トランプ米大統領の関税政策の衝撃を受けて、政府・与党が国民一律の現金給付の調整に入った。参院選を控え、与党内から減税や給付を求める声が続出するなか、想定を超える米国の「相互関税」が発動。国民生活や経済に与える影響への不安が、大規模な財政出動に対する慎重論を吹き飛ばした。
- 国民全員に現金5万円給付、政府・与党が検討 米関税措置など踏まえ
対米交渉での関税回避の道筋が見えないなか、与党内では参院側を中心に、減税か給付を求める声が相次いだ。石破茂首相と2日に面会して物価高対策の必要性を訴えた自民党の松山政司参院幹事長は8日の記者会見で「給付や減税も含め、あらゆる選択肢を排除せずに対応することが重要だ」と述べていた。

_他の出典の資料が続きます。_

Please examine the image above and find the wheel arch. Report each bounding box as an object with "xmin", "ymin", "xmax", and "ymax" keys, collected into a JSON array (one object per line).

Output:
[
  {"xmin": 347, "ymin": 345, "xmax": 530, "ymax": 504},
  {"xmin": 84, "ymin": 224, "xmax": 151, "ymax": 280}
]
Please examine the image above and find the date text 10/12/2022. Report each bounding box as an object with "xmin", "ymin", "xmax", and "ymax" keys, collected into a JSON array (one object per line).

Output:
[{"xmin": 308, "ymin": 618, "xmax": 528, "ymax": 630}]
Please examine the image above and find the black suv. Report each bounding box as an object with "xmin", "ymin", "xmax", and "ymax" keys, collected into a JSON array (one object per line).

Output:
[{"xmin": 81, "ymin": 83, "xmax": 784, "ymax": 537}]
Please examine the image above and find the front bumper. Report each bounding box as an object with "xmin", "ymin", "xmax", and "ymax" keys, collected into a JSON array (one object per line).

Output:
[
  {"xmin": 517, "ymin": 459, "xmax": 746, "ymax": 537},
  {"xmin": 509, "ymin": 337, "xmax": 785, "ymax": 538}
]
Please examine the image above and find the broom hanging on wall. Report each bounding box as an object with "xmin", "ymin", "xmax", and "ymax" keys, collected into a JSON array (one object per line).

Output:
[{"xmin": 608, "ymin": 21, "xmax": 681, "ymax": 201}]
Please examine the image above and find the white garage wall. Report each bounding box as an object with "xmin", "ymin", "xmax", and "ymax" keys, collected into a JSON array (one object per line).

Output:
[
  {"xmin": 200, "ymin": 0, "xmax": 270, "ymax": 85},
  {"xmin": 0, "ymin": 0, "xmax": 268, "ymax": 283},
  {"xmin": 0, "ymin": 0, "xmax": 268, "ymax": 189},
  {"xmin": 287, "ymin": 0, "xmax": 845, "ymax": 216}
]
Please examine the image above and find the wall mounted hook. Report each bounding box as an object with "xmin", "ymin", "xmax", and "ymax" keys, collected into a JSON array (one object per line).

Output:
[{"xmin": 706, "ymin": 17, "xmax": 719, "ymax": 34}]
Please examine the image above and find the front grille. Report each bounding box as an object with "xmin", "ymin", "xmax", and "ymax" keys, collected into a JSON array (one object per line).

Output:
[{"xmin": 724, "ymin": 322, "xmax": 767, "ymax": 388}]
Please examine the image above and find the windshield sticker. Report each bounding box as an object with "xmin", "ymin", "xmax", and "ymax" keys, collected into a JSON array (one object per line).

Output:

減税は税法の改正に時間を要し、一度引き下げた税率を戻すハードルも高い。「物価高対策なのだからすぐやらないといけない」(自民幹部)との声が強まり、政権は現金給付へと傾いた。
霞が関では「関税の対策になっていない。本当に困る人に届く内容ではない」(財務省幹部)との声も根強い。だが、危機感を強めた政権が関税措置を「国難」と位置づけたことで、冷静な声はかき消された。